I was not referring to the Clutch Flite transmission. I vaguely recall something called that or something like that.

What I was referring to was in particular the Porsche PDK transmission which uses two wet clutch packs each driving an input shaft. One shaft runs inside the other and are coupled to different gear sets. One clutch pack (pack because they are multi-plate clutches) is connected to odd gears the other to even gears. One is connected to reverse gear, too.

Had a chance to experience this transmission when I had a loaner vehicle, Macon a couple of times, and a Cayenne at least once. Upon taking off the computer controls the amount of engagement and gets the vehicle moving off promptly. Gear changes lack that "soft" feel because the transmission has no fluid coupling. But the gear changes are not harsh either. Clutches are disengaged/engaged in such as way the transition from one gear to the next is pretty smooth. The transmission's performance was quite impressive.

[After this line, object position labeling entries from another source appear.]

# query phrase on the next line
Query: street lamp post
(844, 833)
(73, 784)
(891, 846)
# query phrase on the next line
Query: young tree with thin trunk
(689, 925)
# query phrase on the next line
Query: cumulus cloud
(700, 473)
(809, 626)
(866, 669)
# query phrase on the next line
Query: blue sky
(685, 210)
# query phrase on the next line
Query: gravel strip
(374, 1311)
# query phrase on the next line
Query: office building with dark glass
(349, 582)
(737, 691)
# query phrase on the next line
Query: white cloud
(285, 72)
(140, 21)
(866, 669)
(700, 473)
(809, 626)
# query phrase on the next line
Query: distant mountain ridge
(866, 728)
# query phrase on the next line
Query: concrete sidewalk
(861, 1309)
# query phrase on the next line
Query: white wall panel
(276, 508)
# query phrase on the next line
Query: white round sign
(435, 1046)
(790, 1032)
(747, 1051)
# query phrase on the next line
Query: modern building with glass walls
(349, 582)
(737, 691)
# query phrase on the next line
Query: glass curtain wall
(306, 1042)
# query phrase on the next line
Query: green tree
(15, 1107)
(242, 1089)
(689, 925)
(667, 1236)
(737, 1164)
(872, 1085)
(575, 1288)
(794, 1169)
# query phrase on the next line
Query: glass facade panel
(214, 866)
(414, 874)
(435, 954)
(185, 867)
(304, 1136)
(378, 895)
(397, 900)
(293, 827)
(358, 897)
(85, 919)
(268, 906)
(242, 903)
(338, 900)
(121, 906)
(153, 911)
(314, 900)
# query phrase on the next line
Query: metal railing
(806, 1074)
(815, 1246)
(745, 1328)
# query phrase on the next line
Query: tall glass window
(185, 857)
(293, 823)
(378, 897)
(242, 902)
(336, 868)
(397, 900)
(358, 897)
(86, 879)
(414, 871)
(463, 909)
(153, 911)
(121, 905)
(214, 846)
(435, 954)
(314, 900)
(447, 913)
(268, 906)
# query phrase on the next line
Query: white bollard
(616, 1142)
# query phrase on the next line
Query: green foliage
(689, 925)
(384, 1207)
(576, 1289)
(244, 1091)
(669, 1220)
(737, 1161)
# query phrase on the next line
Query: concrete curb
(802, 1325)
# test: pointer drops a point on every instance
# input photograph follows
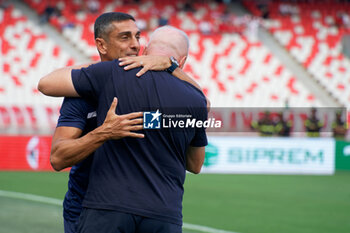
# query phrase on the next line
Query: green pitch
(238, 203)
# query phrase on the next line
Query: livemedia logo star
(151, 120)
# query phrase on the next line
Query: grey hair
(167, 27)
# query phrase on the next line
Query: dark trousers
(109, 221)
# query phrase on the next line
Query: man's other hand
(120, 126)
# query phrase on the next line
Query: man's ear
(101, 45)
(182, 62)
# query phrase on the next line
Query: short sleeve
(73, 113)
(200, 137)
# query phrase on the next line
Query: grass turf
(241, 203)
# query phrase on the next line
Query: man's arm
(151, 62)
(59, 82)
(68, 148)
(195, 159)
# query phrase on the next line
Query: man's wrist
(173, 66)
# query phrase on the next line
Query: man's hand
(120, 126)
(147, 62)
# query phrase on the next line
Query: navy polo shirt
(76, 112)
(140, 176)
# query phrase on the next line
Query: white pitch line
(57, 202)
(31, 197)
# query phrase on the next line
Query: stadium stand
(312, 33)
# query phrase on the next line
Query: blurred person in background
(339, 127)
(313, 125)
(265, 126)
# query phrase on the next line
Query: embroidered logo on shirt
(151, 120)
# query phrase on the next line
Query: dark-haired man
(140, 188)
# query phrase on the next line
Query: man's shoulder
(78, 104)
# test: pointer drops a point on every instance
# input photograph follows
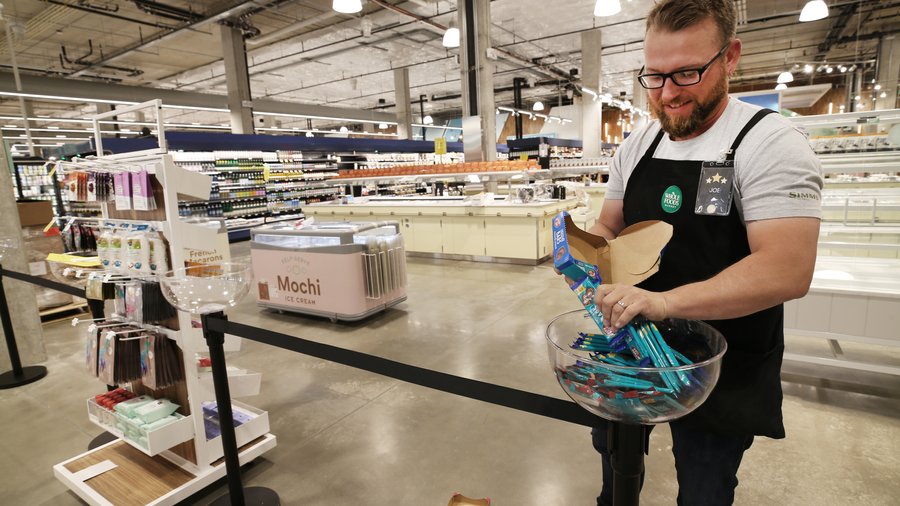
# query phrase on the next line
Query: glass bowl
(637, 395)
(207, 288)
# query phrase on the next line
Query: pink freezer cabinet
(340, 270)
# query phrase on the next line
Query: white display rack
(850, 299)
(100, 476)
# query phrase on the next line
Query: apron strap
(652, 149)
(750, 124)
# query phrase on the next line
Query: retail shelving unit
(32, 179)
(854, 296)
(459, 228)
(178, 460)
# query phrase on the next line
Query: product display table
(851, 299)
(452, 227)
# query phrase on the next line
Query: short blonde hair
(675, 15)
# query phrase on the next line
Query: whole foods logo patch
(671, 199)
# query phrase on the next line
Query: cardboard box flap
(630, 258)
(636, 252)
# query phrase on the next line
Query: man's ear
(733, 55)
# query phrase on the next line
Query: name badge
(715, 189)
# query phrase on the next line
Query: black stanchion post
(19, 375)
(237, 495)
(627, 444)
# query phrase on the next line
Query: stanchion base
(253, 496)
(101, 440)
(29, 374)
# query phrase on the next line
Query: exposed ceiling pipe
(505, 54)
(287, 31)
(166, 34)
(166, 11)
(108, 13)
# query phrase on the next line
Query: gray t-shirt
(777, 174)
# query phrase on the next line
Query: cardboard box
(630, 258)
(35, 212)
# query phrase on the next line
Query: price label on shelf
(440, 146)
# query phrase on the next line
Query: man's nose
(669, 91)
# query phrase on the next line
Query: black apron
(747, 398)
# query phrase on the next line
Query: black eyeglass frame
(671, 75)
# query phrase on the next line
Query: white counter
(449, 227)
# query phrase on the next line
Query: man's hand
(621, 303)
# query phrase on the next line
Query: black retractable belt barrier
(46, 283)
(521, 400)
(216, 325)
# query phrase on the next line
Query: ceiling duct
(167, 11)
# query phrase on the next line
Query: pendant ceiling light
(814, 10)
(607, 8)
(347, 6)
(451, 36)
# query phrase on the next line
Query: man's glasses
(686, 77)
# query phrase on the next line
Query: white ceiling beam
(105, 92)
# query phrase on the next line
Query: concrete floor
(347, 437)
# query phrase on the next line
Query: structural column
(404, 109)
(104, 108)
(477, 72)
(640, 101)
(26, 320)
(237, 80)
(888, 72)
(591, 109)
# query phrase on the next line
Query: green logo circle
(671, 199)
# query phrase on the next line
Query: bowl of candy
(648, 373)
(207, 288)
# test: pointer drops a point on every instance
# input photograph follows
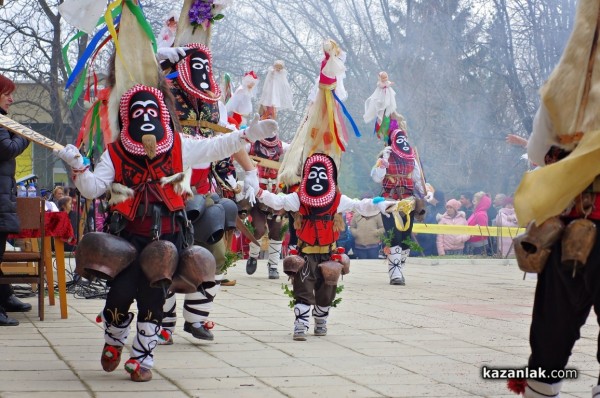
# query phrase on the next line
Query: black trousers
(5, 290)
(562, 305)
(398, 236)
(131, 284)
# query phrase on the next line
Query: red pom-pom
(517, 385)
(209, 325)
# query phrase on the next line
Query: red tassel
(209, 325)
(517, 385)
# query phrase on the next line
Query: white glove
(260, 129)
(386, 153)
(250, 194)
(378, 174)
(251, 179)
(385, 205)
(70, 154)
(173, 54)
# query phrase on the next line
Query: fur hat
(455, 204)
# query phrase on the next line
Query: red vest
(318, 231)
(141, 177)
(398, 182)
(271, 152)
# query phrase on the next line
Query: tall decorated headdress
(135, 109)
(322, 129)
(241, 100)
(276, 92)
(196, 20)
(381, 105)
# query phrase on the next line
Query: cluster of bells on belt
(339, 264)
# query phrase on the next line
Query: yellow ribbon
(477, 230)
(404, 206)
(113, 32)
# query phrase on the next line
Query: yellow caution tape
(467, 230)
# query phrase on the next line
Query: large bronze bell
(577, 243)
(292, 264)
(345, 261)
(533, 247)
(197, 266)
(331, 271)
(103, 256)
(159, 262)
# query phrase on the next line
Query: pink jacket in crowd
(452, 242)
(479, 217)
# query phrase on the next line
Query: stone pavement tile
(47, 394)
(16, 365)
(298, 368)
(142, 394)
(394, 379)
(217, 383)
(240, 392)
(26, 375)
(419, 390)
(303, 381)
(366, 366)
(347, 390)
(176, 372)
(41, 385)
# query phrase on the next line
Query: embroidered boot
(320, 315)
(197, 307)
(537, 389)
(115, 337)
(252, 259)
(274, 257)
(140, 363)
(301, 311)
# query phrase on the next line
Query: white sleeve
(365, 206)
(211, 149)
(91, 185)
(541, 138)
(289, 202)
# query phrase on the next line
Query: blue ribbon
(347, 114)
(89, 50)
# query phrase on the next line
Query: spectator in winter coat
(367, 233)
(478, 244)
(452, 244)
(506, 218)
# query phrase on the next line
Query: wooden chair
(31, 214)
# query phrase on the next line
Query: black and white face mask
(143, 112)
(196, 75)
(400, 145)
(317, 181)
(318, 186)
(144, 116)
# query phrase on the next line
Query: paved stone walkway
(429, 338)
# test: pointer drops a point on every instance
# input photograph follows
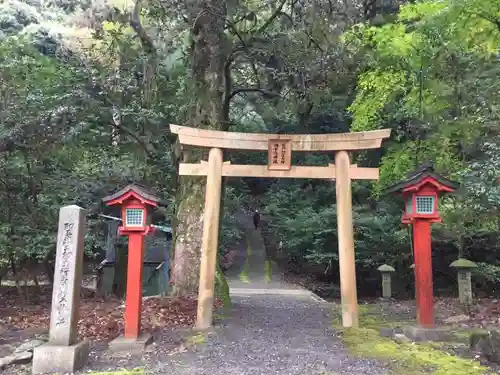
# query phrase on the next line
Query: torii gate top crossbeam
(299, 142)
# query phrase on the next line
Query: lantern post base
(419, 334)
(123, 344)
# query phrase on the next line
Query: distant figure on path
(256, 219)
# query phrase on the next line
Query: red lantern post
(135, 202)
(421, 192)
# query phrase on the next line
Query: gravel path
(270, 335)
(273, 328)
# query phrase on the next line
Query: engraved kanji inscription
(279, 154)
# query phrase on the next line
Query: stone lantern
(386, 271)
(464, 268)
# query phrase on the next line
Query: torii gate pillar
(279, 148)
(347, 262)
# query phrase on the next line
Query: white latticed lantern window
(425, 205)
(134, 217)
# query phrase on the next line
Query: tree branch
(252, 89)
(135, 23)
(271, 19)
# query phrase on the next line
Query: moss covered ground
(138, 371)
(405, 358)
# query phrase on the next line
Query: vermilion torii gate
(279, 148)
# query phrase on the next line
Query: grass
(403, 358)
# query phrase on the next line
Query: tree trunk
(209, 53)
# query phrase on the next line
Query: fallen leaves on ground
(100, 318)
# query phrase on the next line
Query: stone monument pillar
(63, 353)
(386, 271)
(464, 268)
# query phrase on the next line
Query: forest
(88, 89)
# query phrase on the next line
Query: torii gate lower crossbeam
(279, 165)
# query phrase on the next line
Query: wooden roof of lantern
(137, 191)
(421, 176)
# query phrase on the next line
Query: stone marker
(464, 268)
(386, 271)
(63, 354)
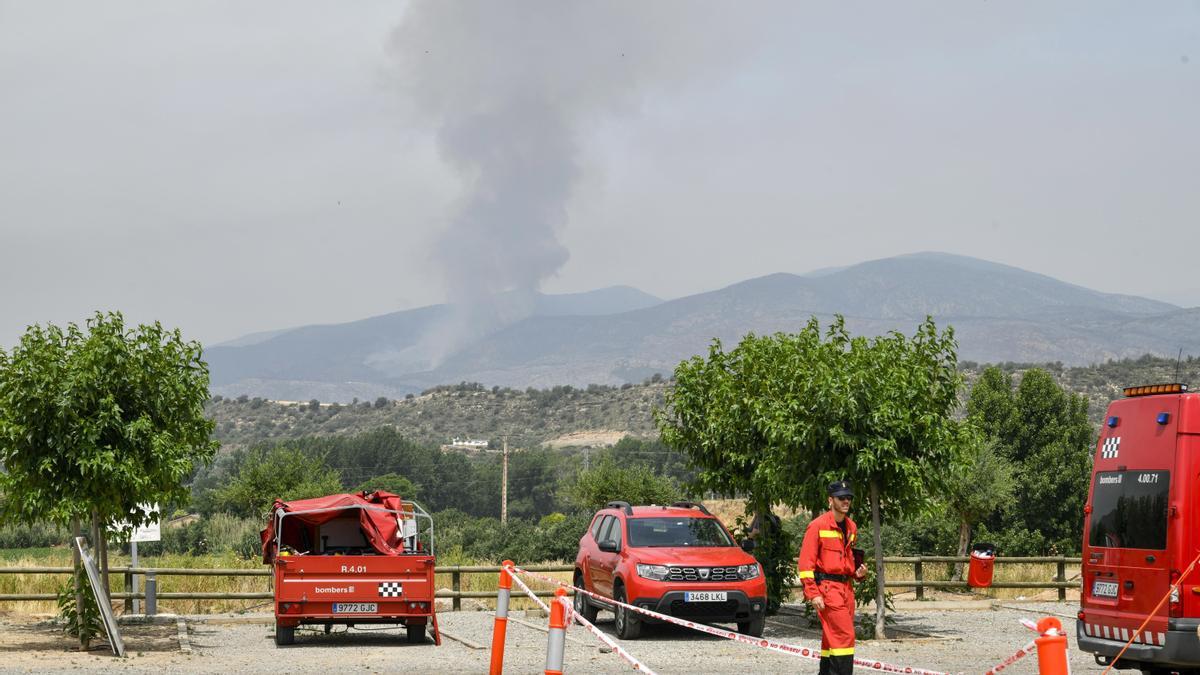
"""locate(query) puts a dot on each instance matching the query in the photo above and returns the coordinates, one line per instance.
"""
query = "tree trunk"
(964, 539)
(877, 535)
(78, 587)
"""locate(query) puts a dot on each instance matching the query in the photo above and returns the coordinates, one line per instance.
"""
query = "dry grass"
(34, 583)
(1003, 572)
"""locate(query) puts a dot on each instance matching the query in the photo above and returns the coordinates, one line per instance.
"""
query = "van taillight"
(1176, 605)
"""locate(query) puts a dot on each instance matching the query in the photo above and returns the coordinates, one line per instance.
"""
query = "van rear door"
(1127, 543)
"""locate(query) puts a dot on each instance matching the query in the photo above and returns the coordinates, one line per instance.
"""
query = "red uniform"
(827, 569)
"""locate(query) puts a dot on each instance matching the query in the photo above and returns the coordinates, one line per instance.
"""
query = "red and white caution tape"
(762, 643)
(1032, 646)
(604, 638)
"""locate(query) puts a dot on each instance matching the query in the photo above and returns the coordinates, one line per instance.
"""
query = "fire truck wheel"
(582, 607)
(629, 627)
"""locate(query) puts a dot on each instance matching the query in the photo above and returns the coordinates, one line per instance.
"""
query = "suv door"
(605, 563)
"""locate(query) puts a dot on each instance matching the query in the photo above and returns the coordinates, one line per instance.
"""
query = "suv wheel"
(754, 627)
(629, 626)
(582, 607)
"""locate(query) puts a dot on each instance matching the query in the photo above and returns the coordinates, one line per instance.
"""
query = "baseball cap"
(840, 489)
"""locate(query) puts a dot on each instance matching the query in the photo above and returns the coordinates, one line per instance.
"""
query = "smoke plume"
(511, 89)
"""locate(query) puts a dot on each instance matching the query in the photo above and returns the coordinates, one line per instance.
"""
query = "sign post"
(148, 532)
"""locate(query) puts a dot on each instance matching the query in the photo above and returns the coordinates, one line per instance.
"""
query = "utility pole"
(504, 485)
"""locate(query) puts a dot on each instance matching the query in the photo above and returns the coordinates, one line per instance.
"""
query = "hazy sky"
(232, 167)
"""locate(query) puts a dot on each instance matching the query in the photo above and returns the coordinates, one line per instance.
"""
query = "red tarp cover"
(381, 529)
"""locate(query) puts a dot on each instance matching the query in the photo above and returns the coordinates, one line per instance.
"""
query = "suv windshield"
(1129, 509)
(677, 532)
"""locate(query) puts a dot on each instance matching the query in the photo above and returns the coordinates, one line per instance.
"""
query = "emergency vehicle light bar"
(1174, 388)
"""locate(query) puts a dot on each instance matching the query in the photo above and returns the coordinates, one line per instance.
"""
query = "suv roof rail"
(691, 505)
(623, 506)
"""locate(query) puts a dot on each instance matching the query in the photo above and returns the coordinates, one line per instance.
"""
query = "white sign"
(148, 532)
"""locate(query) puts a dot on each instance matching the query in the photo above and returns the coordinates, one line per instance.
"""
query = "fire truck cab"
(352, 559)
(1141, 535)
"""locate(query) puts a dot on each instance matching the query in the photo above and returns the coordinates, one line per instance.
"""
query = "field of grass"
(27, 583)
(33, 583)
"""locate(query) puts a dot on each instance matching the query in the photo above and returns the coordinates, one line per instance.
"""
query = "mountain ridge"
(1000, 314)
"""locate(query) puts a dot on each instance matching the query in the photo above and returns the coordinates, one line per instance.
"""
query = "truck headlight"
(654, 572)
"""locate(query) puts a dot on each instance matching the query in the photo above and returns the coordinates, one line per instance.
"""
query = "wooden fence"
(456, 593)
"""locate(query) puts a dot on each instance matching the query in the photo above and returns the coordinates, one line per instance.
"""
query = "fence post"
(129, 589)
(1062, 577)
(456, 585)
(556, 638)
(502, 620)
(151, 593)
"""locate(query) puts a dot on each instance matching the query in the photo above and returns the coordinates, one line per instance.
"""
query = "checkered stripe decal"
(1116, 633)
(390, 589)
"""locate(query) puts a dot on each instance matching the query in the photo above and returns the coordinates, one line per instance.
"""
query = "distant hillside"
(999, 312)
(541, 416)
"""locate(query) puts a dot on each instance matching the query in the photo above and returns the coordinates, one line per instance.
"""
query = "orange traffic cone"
(1051, 647)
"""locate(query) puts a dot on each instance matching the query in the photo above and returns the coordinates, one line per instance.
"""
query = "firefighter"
(827, 569)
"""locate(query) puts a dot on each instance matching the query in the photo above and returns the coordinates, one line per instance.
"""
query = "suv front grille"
(703, 574)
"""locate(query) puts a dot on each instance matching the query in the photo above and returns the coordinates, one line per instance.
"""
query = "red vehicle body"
(676, 560)
(351, 560)
(1140, 533)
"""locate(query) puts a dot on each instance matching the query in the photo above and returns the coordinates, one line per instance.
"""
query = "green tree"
(777, 418)
(393, 483)
(606, 482)
(978, 487)
(1044, 432)
(97, 422)
(267, 475)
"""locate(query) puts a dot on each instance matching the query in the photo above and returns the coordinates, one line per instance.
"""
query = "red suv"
(676, 560)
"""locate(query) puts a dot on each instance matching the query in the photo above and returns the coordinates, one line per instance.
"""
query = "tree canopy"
(100, 420)
(779, 417)
(1044, 434)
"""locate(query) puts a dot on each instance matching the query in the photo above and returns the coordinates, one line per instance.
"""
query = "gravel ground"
(967, 640)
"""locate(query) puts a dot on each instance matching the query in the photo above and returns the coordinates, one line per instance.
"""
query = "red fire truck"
(351, 559)
(1140, 535)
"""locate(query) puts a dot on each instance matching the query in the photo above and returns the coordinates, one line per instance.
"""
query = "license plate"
(705, 596)
(355, 608)
(1104, 589)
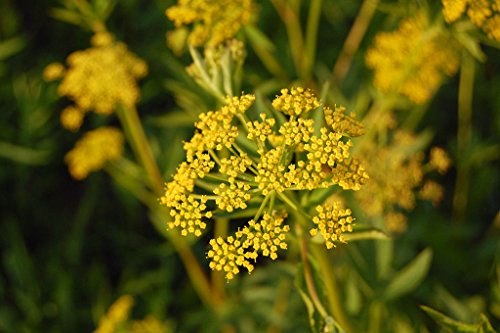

Downsides? Of course came with a higher price -- much like the Hellcat's A8 vs. the 6-speed -- and the weight was considerable vs. a comparable manual transmission. But the transmission appeared quite durable. Vehicles were "tested" using the transmission's launch control and even after dozens of these back to back the transmission fluid temperature was well within spec. Porsche claimed it didn't even bother to count the number of times launch control was used.

On the track the transmission was quite impressive. The general rule is to avoid changing gears in mid turn to avoid the risk of upsetting the car. In one test of a car with PDK the driver left the transmission in automatic shift mode. At some point in a turn the transmssion shifted. The shift was so smooth and yet fast the driver and the passenger both commented upon the shift in mid turn.

Some other car makers offer similar transmissions generally with one clutch pack servicing all gears. The clutch can be wet and a single or multi-plate type or dry and single or multi-plate type. I really haven't kept current on the various offerings for some time.